An evolutionary process where a single ancestral species quickly diversifies into many new species, each specially adapted to exploit different ecological niches, triggered by new oppotunity such as empty habitats or new resources

example- darwins finches- single ancestral species from south america evolved in 15 different birds

Stickleback fish info

In oceans stickleback fish evolve with heavy pelvic spines which protect them against predators- anti swallowing mechanism, armed plating against predators- spines are favored in environments w large predators

In freshwater lakes stickleback fish loose their spines due to a lack of ocean type predators and dragonfly larve which prey on them by grabbing onto their spines

The fossil record for sticklebacks tells us that LOSS OF PELVIC SPINES HAS HAPPENED REPEATDELY IN SEPERATE POPULATIONS

NOT

• sticklebacks w/out spines are different species than ancestors this is untrue

• not that there has been a gradual reduction in spines over time this is untrue

Community Composition

Which species are present in a community, sets up competition and in turn competition can determine community composition

Interference competition

Direct, aggressive interaction- fighting, territoriality, chemical inhibition, that prevents rivals from accessing resources- like caterpillars pushing each other off of a leaf they are both trying to eat

Exploitation Competition

Indirect competition, where competitors deplete shared resources faster than others can, reducing availability without direct contact

Competition

Affects both/all species competing over a SHARED resource that is limited, the species competiting need the resource, for growth, reproduction, survival

Obligate mutalism

two species completely dependent on each other for survival

facultative mutualism

a flexible relationship where species mutually benefit from each other but can survive independently

trophic mutualism

Specialized mutualism where nutrients and energy are shared- ex. bacteria in the gut microbiome

Defensive mutualism

one partner receives food or shelter in exchange for defending the other from predators or parasites

dispersive mutualism

involves animals transporting pollen or seeds for plants in return for food

Commensialism

+/0 relationship where one organism benefits while the other is neither helped nor harmed ex. barnacles on whales

Amensalism

-/0 one species causes harm while gaining nothing

• Physical suppression- larger more dominant organism harms another by physical presence- ex. cattle trampling plants, insects, wide trees shading out smaller plants

• Antibiosis (chemical inhibition)- one organism produces chemicals that harm another. Ex. penicillium mold produces penicillin which kills bacteria

Positive Control vs Negative control

-a positive control is designed to produce a known, expected result, CONFIRMING that the experiment is working properly

-Negative control- designed to produce NO RESULT, ensuring that results are due to treatment and not external factors or contamination

Null hypothesis vs alternate hypothesis

Null hypothesis- states that there is no effect, relationship, or difference between variables, assuming that status quo

Alternate hypothesis- contradicts the null hypothesis proposing there is a significant different or effect that the researcher seeks to prove

de Wit Replacement Series

-An experimental design technique used to examine RESOURCE USE and PRODUCTIVITY between competing species

• Used to analyze intra- vs interspecific competition- it’s primary goal is to determine the competitive ability of a species and evaluate dynamics between species and within a species by analyzing the yield produced from the cultures

  • shows if one species can outcompete another

• Monocultures paired with mixed cultures

• A constant TOTAL DESNITY is used but the frequency of the two species is changed: 100:0, 75:25, 50:50, 25:75, 0:100

Monoculture vs mixed culture

Monoculture- only growing/cultivating one species

mixed culture- multiple species are grown/cultivated

Destructive Sampling

(plants) the permanent removal, alteration or consumption of plant material

-A research method that involves the permanent removal, alteration, or damage of a specimen to obtain scientific data.

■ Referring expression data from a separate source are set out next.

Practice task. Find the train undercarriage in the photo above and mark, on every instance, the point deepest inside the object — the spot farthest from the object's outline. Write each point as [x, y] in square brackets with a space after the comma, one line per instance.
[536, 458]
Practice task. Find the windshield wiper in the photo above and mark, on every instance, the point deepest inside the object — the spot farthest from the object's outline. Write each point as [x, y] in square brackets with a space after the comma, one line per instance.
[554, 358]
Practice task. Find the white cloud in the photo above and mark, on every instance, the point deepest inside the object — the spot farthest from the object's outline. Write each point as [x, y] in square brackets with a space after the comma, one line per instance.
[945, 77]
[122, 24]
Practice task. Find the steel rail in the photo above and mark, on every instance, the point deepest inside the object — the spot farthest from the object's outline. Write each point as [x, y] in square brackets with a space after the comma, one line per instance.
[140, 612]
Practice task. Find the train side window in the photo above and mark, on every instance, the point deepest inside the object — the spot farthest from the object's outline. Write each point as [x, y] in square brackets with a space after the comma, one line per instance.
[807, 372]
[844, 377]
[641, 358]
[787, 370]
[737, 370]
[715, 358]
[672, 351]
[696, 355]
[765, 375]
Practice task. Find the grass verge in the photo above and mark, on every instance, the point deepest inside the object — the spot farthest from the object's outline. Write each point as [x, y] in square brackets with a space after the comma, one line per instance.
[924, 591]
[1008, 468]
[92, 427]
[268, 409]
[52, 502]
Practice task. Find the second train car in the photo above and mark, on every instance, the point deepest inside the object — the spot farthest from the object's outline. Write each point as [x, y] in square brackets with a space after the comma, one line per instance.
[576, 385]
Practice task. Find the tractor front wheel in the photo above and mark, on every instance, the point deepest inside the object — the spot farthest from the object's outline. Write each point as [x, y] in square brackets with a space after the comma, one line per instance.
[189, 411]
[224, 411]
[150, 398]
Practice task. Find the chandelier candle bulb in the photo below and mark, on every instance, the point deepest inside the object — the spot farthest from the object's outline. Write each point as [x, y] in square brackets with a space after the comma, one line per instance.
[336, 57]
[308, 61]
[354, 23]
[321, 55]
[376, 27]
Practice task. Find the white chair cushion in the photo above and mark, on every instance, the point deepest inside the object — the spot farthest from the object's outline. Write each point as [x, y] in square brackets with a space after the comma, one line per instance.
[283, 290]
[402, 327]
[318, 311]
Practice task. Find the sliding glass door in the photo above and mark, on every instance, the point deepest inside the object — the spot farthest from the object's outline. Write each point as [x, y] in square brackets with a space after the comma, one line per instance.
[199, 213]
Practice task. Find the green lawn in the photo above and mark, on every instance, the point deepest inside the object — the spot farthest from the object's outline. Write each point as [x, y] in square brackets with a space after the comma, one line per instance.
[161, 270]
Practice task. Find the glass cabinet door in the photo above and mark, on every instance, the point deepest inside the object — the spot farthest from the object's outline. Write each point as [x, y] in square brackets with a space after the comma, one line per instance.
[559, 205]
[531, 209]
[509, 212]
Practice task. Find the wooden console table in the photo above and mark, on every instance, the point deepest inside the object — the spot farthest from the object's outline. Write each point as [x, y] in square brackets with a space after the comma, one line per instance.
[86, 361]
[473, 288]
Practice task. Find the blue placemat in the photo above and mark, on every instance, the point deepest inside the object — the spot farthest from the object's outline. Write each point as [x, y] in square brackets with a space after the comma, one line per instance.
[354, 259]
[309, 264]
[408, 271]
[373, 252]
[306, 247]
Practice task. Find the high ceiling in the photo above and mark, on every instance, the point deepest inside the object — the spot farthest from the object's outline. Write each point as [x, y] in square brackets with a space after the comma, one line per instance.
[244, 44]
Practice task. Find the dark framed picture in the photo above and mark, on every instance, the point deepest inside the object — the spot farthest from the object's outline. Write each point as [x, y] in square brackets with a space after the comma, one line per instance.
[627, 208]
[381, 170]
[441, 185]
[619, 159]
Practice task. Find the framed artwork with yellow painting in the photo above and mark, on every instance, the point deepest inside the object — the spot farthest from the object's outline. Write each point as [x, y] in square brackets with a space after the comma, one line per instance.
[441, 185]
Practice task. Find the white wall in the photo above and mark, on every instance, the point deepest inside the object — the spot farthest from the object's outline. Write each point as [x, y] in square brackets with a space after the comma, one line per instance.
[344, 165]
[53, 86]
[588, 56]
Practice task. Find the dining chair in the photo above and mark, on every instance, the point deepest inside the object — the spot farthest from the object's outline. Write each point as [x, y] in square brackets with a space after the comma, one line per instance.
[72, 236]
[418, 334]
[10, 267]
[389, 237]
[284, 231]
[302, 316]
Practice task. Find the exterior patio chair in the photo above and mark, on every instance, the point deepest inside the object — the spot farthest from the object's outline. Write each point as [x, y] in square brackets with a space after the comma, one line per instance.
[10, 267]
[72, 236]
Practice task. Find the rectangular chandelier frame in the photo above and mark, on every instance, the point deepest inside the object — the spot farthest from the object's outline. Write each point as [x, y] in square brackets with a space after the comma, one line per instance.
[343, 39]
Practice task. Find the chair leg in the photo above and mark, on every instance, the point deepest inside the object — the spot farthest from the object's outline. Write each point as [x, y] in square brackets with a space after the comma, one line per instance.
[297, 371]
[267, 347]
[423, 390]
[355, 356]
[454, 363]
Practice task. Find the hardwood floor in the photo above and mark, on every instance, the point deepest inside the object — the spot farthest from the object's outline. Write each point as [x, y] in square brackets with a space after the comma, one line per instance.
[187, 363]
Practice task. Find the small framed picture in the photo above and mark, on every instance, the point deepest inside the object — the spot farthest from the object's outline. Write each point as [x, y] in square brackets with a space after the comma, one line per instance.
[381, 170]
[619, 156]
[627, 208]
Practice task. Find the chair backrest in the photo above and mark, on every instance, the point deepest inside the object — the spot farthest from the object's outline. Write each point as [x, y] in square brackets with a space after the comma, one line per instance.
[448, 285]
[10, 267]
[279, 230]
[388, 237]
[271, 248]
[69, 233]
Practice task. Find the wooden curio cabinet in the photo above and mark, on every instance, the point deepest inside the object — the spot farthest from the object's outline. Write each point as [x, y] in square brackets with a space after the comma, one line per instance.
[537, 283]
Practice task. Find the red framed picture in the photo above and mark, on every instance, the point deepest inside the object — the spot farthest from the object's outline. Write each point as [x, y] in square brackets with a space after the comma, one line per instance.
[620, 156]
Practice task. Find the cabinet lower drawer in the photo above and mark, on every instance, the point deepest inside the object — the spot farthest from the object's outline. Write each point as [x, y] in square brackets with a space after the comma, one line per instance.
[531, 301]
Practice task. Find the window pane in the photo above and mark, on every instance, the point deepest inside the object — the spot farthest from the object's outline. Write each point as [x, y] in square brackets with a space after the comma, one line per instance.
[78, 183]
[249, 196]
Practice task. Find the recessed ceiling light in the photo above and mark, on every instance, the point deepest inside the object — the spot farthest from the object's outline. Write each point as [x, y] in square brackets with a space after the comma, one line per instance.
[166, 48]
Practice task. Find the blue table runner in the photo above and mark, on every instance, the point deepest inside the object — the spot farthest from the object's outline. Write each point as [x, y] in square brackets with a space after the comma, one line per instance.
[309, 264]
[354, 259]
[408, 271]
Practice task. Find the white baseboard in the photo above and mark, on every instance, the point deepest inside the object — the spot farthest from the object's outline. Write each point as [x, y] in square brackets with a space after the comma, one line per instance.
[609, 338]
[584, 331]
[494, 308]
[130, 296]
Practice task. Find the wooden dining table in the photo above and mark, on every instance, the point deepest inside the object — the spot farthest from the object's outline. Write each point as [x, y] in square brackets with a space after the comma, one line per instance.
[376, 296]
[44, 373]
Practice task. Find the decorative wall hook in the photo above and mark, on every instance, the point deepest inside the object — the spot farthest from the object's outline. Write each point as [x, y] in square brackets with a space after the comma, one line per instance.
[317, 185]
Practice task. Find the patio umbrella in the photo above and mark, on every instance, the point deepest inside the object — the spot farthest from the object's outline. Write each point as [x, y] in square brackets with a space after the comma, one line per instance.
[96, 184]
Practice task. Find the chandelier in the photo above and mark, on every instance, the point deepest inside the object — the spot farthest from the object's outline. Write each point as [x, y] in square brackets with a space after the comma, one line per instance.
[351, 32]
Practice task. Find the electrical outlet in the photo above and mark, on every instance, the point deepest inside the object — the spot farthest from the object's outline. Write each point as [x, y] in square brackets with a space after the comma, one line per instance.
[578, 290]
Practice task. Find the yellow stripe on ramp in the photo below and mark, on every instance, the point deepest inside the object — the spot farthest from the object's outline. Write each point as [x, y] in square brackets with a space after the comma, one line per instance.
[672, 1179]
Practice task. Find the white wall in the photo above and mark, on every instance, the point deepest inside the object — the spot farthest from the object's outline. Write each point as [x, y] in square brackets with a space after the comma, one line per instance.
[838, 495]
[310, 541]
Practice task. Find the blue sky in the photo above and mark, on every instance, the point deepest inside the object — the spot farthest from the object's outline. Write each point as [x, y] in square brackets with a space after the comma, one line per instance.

Value of research museum collections

-allows for the detection of change-loss of a species, biodiversity, emergence of pathogens and diseases, make overall deductions about the extent/impact/progression of environmental change and climate change

-allows people to be able to compare historical specimens with modern ones researchers can track species population declines, range shifts? and altered life cycles which allow scientists to RECONSTRUCT HISTORICAL CLIMATES HABITATS AND ENVIORMENTAL STRESSORS

• Species range shifts- comparing historical collection locations to current species distributions to help identify if species have moved due to changing temperatures

-Allows scientists to track GENETIC SHIFTS in a species- DNA extracted from old species samples helps scientists understand past population dynamics GENETIC BOTTLENECKS and how species adapted genetically to environmental shifts over time

Ecological diversity

refers to the variety of different ecosystems such as forests, deserts, etc across an area

Biodiversity

-Biodiversity is an umbrella term that covers the variety of all life on earth including genetic diversity, species diversity and ecological diversity

• think variation in genes, species and ecosystems for all living things

Genetic Diversity/ Importance of genetic diversity

genetic diversity- the total number of genetic characteristics in the genetic makeup of a species

• key indicator of a populations health, adaptability and long-term survival prospects

• High genetic diversity means a species can adapt to changing environments, there is a strong evolutionary potential within the population and a lot of raw genetic material to work with

• while low genetic diversity in a species- often due to population bottlenecks- indicates a species is vulnerable to extinction

  • A genetically diverse population is more resistant to pathogens, less susceptible to genetic disorders, more able to withstand unforeseen environmental shifts

Species Diversity (richness and evenness)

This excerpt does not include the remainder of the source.